The Nature of Consciousness I probably should've been more clear. I'm not talking about differences in whether something like tomatoes actually exist in one but not the other. I'm talking about intrinsic differences that arise from following the rules of a world (physical laws) like whether tomatoes COULD exist in one but not the other.
In the case of tomatoes, if the two worlds had the same physical laws and one of them had the possibility of producing a tomato, you would point out how a biochemical configuration representing a tomato can exist in the other world as well. You would not be able to say that there are two worlds - each which have the same physical laws in which tomatoes can exist in one but not the other. Either they can exist in both or they can't exist in both.
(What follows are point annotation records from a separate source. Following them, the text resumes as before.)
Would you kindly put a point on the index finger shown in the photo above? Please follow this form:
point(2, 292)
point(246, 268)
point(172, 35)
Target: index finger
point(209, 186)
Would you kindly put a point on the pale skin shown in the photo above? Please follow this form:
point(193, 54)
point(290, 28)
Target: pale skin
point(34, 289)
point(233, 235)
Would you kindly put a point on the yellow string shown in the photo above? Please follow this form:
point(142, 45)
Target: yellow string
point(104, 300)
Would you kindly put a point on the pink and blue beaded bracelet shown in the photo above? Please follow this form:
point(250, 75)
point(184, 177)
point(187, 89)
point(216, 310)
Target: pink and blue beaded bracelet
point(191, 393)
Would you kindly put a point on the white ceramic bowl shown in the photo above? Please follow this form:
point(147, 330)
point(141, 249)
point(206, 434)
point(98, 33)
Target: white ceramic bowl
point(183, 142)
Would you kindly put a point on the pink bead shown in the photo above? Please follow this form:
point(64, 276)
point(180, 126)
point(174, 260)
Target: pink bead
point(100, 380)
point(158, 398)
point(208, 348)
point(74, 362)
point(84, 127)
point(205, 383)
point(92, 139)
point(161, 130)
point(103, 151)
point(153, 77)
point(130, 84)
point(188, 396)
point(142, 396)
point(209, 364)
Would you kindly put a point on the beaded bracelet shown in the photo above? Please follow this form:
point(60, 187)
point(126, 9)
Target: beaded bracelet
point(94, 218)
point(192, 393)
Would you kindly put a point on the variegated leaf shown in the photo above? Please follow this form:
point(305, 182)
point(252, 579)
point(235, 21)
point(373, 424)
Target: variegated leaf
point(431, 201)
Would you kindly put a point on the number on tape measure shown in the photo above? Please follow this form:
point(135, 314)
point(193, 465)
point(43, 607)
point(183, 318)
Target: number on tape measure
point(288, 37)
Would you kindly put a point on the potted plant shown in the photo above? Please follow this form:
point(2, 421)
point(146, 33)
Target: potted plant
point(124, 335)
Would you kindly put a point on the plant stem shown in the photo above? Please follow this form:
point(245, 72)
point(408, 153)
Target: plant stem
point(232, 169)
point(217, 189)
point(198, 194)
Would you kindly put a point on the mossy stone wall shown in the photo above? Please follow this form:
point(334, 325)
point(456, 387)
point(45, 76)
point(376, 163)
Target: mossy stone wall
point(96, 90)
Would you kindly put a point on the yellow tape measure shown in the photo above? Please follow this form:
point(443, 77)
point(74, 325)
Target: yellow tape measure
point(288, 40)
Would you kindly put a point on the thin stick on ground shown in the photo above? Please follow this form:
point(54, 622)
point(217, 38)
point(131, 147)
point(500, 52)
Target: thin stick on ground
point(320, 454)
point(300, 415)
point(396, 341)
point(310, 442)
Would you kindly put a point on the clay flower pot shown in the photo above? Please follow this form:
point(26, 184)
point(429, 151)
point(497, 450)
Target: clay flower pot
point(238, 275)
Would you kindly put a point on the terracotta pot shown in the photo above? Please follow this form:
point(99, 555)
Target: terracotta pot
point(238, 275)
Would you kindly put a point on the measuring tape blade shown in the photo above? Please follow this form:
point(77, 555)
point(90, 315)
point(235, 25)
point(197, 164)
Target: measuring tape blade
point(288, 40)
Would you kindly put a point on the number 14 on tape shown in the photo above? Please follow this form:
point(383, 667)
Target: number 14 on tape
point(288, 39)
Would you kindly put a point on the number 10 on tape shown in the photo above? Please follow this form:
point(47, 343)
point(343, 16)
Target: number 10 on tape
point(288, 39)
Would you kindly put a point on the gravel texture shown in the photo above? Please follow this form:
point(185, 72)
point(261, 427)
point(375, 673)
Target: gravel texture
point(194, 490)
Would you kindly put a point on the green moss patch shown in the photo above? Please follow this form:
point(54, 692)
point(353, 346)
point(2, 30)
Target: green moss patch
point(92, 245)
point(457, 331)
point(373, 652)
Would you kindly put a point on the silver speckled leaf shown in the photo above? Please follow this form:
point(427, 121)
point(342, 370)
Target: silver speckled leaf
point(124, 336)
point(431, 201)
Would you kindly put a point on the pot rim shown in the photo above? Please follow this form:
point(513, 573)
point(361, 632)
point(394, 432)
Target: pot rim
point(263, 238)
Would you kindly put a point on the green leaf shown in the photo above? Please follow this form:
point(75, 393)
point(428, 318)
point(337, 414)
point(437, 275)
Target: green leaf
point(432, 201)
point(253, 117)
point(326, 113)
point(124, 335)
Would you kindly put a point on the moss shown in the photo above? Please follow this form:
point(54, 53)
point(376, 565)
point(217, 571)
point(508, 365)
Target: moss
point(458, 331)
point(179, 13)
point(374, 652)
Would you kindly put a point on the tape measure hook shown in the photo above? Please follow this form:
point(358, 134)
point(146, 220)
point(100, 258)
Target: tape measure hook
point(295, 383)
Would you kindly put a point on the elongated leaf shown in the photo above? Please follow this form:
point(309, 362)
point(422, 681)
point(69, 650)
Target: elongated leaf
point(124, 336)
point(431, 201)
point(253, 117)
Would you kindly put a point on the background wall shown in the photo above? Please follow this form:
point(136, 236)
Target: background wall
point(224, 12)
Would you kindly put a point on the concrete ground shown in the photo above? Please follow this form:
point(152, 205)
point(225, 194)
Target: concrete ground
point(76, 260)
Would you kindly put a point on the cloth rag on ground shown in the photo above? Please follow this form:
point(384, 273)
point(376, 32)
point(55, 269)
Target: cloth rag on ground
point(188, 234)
It would be a logical fallacy to say otherwise.
In the case of consciousness, you can imagine two worlds - one in which consciousness exists and another where it doesn't despite the two having the same physical laws as evident by the philosophical zombie introduced by "I like Sushi." Since the zombie acts and reacts in the exact same way a real conscious person would, it would still follow the causality intrinsic in physical laws.
In logical proof, it's known that under a set of givens, if you hypothesize something and you have logical derivation that shows that you can evaluate something to be true and false at the same time, the thing that you have hypothesized is false. The negation of that is also true in that if you hypothesize something and you can't have logical derivation that shows you can evaluate something to be true and false at the same time, the thing that you have hypothesized is true.
The fact that you can imagine something and not find any contradiction in its imagination shows that you don't have logical derivation that shows you can evaluate something to be true and false at the same time. This would make the hypothesis (consciousness not being physical) true.